A Framework for EvidenceBased Licensure of Adaptive Autonomous Systems Technical Areas

May, 2016
IDA document: P-5325T
FFRDC: Systems and Analyses Center
Type: Documents
Division: Science and Technology Division , Science, Systems and Sustainment Division

The main body of this paper presents an approach to test, evaluation, validation, and verification (TEVV) of autonomous systems based on licensure.1 There are a number of areas where existing work must be converted or new techniques developed in order to make this possible. Detailed treatment in the main body would have distracted the reader from the overall approach. Some of these details are presented here, for selected issues:

  • Appendix B, Formal Methods—This appendix provides a review of formal methods techniques, their applicability to licensure and autonomy, and extensive references.

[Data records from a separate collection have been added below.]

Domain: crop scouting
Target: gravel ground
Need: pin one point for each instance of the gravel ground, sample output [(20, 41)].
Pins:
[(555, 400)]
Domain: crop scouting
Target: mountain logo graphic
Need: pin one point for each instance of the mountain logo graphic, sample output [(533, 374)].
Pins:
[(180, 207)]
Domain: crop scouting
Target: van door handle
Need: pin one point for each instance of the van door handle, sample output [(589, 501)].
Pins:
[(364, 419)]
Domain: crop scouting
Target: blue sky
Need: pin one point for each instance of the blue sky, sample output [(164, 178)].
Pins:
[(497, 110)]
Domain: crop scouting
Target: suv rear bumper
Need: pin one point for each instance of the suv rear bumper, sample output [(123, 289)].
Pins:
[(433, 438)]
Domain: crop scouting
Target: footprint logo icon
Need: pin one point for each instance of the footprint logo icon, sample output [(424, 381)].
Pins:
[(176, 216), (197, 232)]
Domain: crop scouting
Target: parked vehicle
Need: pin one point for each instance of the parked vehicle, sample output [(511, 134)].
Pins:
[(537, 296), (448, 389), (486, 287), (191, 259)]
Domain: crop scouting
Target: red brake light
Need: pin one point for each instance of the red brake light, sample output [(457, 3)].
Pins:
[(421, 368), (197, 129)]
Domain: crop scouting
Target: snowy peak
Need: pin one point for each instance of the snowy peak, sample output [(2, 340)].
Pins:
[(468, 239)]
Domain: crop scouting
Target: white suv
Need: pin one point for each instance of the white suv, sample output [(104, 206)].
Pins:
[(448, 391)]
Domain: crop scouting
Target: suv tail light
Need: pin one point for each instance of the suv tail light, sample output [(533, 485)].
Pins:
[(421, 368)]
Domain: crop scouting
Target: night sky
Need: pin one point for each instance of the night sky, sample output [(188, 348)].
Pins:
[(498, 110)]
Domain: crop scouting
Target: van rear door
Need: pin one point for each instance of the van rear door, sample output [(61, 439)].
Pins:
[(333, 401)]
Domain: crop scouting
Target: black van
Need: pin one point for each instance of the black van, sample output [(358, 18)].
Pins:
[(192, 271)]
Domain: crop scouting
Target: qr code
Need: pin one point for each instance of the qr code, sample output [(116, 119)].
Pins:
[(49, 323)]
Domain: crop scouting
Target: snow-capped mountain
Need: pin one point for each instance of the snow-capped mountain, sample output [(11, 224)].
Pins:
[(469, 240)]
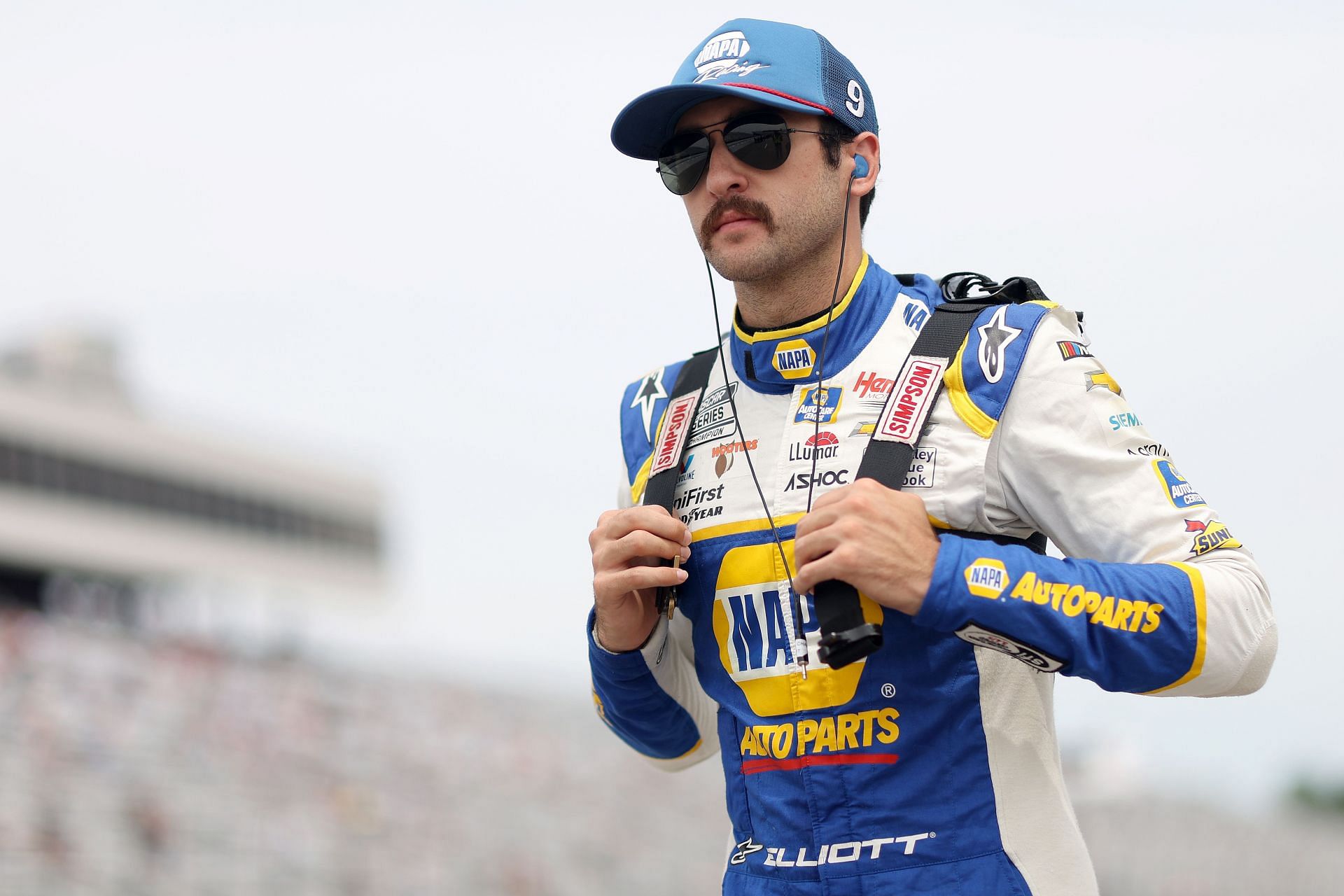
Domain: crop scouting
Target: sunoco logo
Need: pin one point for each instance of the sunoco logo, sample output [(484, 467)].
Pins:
[(723, 55)]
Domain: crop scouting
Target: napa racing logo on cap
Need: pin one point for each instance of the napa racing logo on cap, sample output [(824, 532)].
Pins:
[(755, 628), (827, 410), (1179, 492), (1210, 536), (793, 359), (724, 54), (987, 578)]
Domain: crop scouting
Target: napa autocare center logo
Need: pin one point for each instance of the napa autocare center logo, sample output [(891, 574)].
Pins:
[(724, 54)]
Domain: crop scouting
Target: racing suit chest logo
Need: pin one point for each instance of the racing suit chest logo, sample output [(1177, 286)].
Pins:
[(753, 626)]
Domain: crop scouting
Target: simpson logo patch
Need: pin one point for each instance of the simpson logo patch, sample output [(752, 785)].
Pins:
[(672, 437), (793, 359), (1210, 536), (1003, 644), (910, 400), (1179, 492), (809, 409), (987, 578)]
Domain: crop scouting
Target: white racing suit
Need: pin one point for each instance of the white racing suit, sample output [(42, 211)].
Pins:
[(930, 766)]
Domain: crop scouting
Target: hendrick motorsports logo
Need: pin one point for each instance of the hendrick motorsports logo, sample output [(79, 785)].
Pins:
[(723, 55)]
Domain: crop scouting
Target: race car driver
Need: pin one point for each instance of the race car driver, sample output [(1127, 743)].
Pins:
[(930, 766)]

  • Appendix C, Requirements and Metrics—This appendix describes a process for defining requirements and associated metrics that supports evidence-based licensure (EBL) for autonomous systems.

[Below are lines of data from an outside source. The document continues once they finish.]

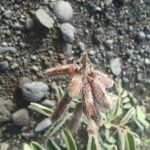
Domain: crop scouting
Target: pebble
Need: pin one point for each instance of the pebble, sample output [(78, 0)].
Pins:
[(33, 91), (82, 46), (148, 36), (7, 14), (115, 65), (44, 18), (140, 36), (67, 49), (6, 107), (7, 49), (4, 66), (21, 117), (68, 32), (29, 23), (44, 124), (63, 11)]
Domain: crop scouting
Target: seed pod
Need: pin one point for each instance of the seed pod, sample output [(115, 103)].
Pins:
[(61, 107), (75, 85), (99, 93), (74, 121), (102, 77), (63, 70), (87, 98)]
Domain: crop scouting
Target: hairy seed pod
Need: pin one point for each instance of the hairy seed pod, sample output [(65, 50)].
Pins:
[(99, 93), (63, 70), (87, 98), (75, 85), (102, 77), (61, 107)]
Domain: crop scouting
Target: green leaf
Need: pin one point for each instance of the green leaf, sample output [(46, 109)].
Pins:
[(59, 92), (138, 123), (26, 147), (41, 109), (131, 141), (114, 147), (111, 139), (117, 110), (56, 126), (127, 106), (37, 146), (141, 117), (91, 145), (69, 140), (51, 145), (121, 140), (128, 115), (124, 94), (126, 100)]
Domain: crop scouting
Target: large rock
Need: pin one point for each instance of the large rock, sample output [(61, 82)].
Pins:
[(32, 91), (63, 11), (44, 18), (68, 32), (21, 117), (6, 107)]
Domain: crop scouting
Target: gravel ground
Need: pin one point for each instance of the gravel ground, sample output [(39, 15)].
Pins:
[(35, 36)]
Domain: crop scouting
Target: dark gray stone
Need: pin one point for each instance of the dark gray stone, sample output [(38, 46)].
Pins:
[(7, 49), (141, 36), (44, 124), (44, 18), (33, 91), (4, 65), (21, 117), (68, 32), (63, 10), (115, 65)]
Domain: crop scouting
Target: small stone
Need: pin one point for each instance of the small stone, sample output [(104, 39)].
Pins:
[(33, 91), (4, 146), (67, 49), (44, 124), (141, 36), (147, 61), (44, 18), (7, 14), (7, 49), (4, 66), (148, 37), (63, 11), (21, 117), (29, 23), (6, 107), (48, 103), (109, 43), (115, 65), (82, 46), (68, 32), (35, 68)]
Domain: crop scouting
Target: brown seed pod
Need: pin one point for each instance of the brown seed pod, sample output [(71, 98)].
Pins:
[(74, 121), (75, 85), (63, 70)]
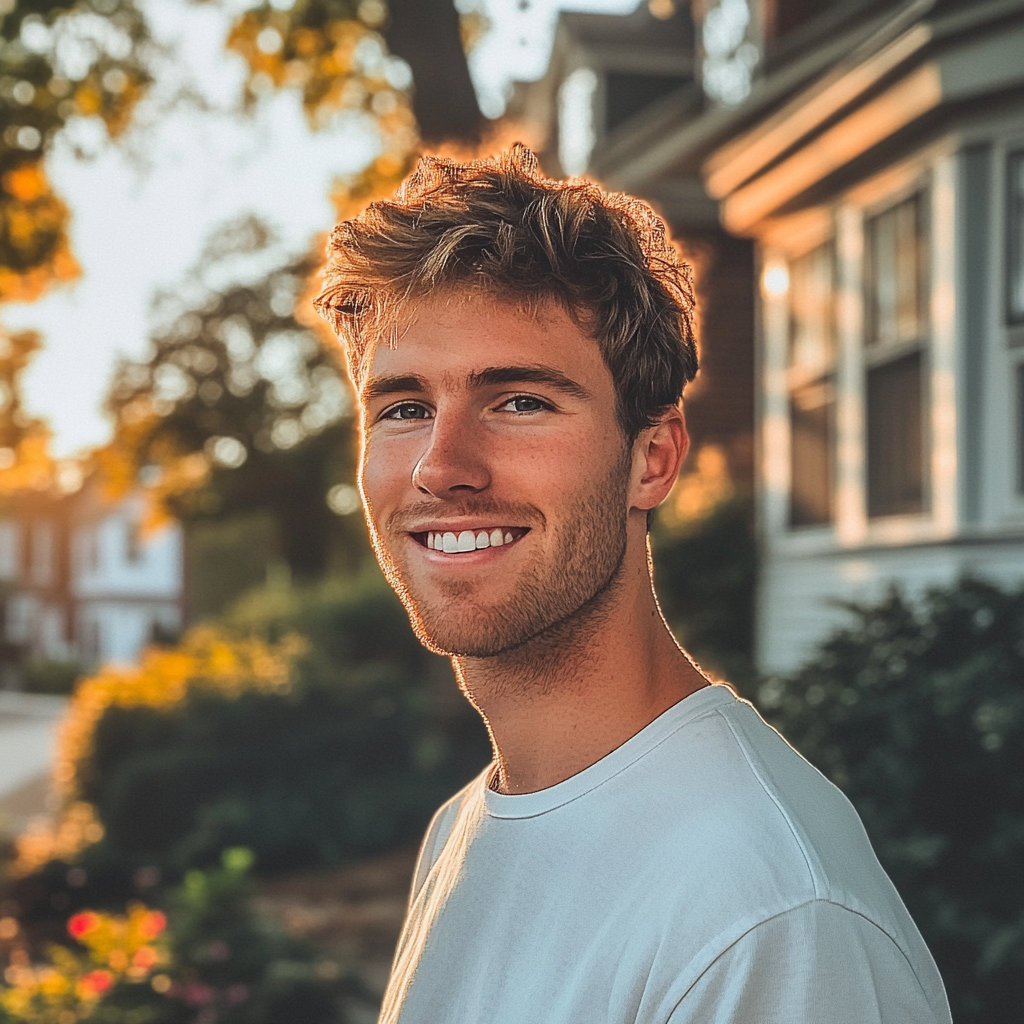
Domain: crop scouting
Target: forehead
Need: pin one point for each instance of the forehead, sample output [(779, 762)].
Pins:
[(454, 335)]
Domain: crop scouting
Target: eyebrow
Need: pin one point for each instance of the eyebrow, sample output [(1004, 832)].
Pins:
[(494, 376), (378, 387)]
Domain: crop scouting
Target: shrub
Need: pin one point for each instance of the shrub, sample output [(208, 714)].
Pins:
[(918, 715), (208, 960), (306, 729), (705, 572), (43, 676)]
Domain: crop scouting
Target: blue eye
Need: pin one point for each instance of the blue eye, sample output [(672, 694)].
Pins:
[(407, 411), (525, 403)]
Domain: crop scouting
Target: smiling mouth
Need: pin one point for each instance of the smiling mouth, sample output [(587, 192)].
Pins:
[(451, 543)]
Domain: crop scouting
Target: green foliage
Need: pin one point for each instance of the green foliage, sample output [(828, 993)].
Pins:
[(705, 573), (210, 960), (239, 408), (348, 761), (42, 676), (227, 960), (58, 59), (918, 715)]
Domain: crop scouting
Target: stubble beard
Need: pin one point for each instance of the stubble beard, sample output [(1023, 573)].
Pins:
[(582, 566)]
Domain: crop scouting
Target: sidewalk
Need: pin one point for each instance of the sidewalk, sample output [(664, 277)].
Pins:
[(28, 735)]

  • Appendix D, Normative Oracle Generation—This appendix describes the attributes of a Normative Oracle that would support EBL for autonomous systems.
  • Appendix E, CoActive Design—This appendix describes co-active design, which focuses on the interdependence of the human and the machine performing a joint activity. We might consider this an extension of teaming among humans, but that would imply a high degree of machine sentience.
  • Appendix F, Implications of Learning Autonomous Systems for TEVV—This appendix provides a review of formal methods techniques, their applicability to licensure and autonomy, and extensive references.
  • Appendix G, Modeling and Simulation Considerations for Licensure of Autonomous Systems—This appendix addresses modeling and simulation’s role in licensure of autonomous systems. To do so, key drivers from EBL and autonomy are first identified to form a foundation for analysis.